2. Deidentification: Replace ids and date shifting

After harmonizing variables, to reduce the risk of disclosure, two additional steps are taken:

  • replace the local participant ids (ie PIDs etc) with a list of MAARC-generated ids. These mappings (ie local to JDC ids) should be stored locally. The list of ids will be provided in the initial data management plan meeting(s).

  • shift all dates in datasets by a random number of days between 182 and -182 days (with this number remaining constant/fixed within an individual to allow time interval calculations).

Note

To date, hubs have used a set of utilities built by the MAARC located here. These utilities provide automated version control and produces a local to JDC id mapping key. A specific plan for leveraging these tools is dependent on the hub's data management process and will be discussed in the initial meetings.

3. Submit files to a HIPAA-compliant Box folder.

This will be a folder restricted to approved MAARC personnel and the associated hub's data manager.

Marginal count data submissions

For studies (or components of a study) that are contractually unable to provide individual level data, we have created templates to gather marginal counts of key demographic variables.

Click here to download the current template and instructions.

Note

A separate template for DSMB reports exists.
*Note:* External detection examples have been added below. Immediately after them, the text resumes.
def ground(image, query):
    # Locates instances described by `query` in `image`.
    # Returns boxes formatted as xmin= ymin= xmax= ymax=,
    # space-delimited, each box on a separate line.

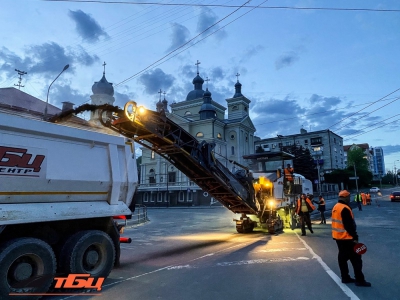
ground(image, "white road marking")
xmin=216 ymin=257 xmax=309 ymax=267
xmin=295 ymin=232 xmax=360 ymax=300
xmin=253 ymin=248 xmax=307 ymax=253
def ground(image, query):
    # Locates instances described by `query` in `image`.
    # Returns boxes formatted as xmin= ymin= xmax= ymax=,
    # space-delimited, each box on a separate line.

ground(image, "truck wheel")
xmin=60 ymin=230 xmax=115 ymax=277
xmin=0 ymin=238 xmax=56 ymax=299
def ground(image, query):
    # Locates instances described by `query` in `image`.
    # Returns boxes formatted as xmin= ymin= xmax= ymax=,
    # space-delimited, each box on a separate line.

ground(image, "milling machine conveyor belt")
xmin=104 ymin=102 xmax=259 ymax=214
If hubs prefer to just fill out DSMB templates (which is a little more involved), we can also use these marginal counts to derive the more "de-identified" JDC marginal counts.
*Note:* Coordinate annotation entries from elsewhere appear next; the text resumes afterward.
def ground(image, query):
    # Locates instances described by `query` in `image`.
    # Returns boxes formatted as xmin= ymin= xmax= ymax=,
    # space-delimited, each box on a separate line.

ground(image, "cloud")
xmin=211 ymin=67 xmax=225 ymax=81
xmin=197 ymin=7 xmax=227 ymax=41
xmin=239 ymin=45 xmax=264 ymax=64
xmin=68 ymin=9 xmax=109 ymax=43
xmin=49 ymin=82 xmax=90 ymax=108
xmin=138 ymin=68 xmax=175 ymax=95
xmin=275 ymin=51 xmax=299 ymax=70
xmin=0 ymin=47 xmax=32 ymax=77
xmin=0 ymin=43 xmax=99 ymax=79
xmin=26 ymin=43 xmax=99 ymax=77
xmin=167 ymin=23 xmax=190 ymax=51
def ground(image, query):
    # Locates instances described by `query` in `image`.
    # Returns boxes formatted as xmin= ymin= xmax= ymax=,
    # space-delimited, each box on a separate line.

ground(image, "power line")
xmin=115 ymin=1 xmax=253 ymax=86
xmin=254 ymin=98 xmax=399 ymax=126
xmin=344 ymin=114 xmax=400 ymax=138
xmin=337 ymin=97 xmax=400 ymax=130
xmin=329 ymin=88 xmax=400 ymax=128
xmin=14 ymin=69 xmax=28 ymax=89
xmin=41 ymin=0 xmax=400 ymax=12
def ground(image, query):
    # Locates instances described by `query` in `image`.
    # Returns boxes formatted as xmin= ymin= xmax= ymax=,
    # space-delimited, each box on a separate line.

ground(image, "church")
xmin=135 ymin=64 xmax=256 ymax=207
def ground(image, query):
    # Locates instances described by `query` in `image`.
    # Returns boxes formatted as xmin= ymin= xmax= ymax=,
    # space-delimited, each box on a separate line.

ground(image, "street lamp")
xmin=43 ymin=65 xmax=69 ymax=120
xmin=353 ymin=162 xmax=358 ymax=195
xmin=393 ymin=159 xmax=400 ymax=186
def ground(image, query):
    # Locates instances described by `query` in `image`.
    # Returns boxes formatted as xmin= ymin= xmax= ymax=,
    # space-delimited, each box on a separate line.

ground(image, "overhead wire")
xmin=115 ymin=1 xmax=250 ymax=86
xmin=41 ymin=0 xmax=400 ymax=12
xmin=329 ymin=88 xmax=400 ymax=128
  1. Fill out template (from above).
  2. Submit files to a HIPAA-compliant Box folder. This will be a folder restricted to approved MAARC personnel and the associated hub's data manager.

What happens after submission to Box (or other secure file transfer method)?

  1. After submission to Box, the MAARC fine-tunes submissions (eg deleting minor inconsistencies such as commas, spaces, small words in the value labels) to ensure the data conform exactly to the data model. Then, the datasets are bundled with metadata (ie., the core measure data dictionaries and study level metadata) and compressed into a zip file.

  2. This zip file is then uploaded to the JDC. Additionally, a subset of variables and these zipped files are mapped to the JDC data model to allow researchers to quickly examine enrollment and time point counts as well as to download the zipped data packages. For more information on using the JDC explorer, see the JDC explorer section here

  3. From the explorer, one can download the final core measure data package (IMPORTANT: only for researchers with permissions). For questions about this, contact the MAARC (ie Phil Schumm; Mike Kranz). A publicly available test version (with fake/synthetic data) is available in two forms:

(1) a zipped package click to download (2) unzipped data package directory click here

Note

TOADD: For more information on the overall workflow, refer to the "Overall workflow" section (these have been socialized at various JCOIN meetings).

Follow-up and iteration

After the initial submission is complete and for subsequent submissions, the MAARC and the hub collaborate on additions to core measure datasets and any other fine-tuning needed.